Quantifying the Speed-Up from Non-Reversibility in MCMC Tempering Algorithms
Gareth O. Roberts, Jeffrey S. Rosenthal
TL;DR
This work quantifies the gain from non-reversibility in MCMC tempering by linking momentum-like updates to a simple double-birth-death chain and deriving a diffusion-limit description. By analyzing space scaling with a factor $\ell$ and defining an efficiency function $\text{eff}(\ell)$, the authors derive optimal scaling strategies and show that, under a strong theoretical framework for tempering, non-reversible tempering surpasses reversible tempering by about a factor of 1.42 in maximum efficiency, with a practical 42% improvement at optimal scaling. The study combines analytic results (diffusion limits, scaling laws, and explicit formulas for reversible vs non-reversible efficiency) with simulations in $d=100$ that corroborate the theoretical curves and round-trip rates.

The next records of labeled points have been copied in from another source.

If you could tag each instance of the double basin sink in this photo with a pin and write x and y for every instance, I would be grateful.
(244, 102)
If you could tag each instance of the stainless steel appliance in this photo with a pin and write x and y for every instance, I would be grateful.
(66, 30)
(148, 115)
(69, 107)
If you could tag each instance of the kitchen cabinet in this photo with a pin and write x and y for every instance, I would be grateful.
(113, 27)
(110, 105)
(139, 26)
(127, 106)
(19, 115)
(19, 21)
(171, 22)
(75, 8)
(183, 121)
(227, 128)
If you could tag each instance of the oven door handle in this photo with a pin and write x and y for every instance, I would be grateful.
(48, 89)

The findings inform how to choose temperature spacings and momentum-like updates to maximize round-trip efficiency, while highlighting that non-reversibility yields moderate gains rather than a dramatic overhaul of tempering methods.
Abstract
We investigate the increase in efficiency of simulated and parallel tempering MCMC algorithms when using non-reversible updates to give them "momentum". By making a connection to a certain simple discrete Markov chain, we show that, under appropriate assumptions, the non-reversible algorithms still exhibit diffusive behaviour, just on a different time scale. We use this to argue that the optimally scaled versions of the non-reversible algorithms are indeed more efficient than the optimally scaled versions of their traditional reversible counterparts, but only by a modest speed-up factor of about 42%.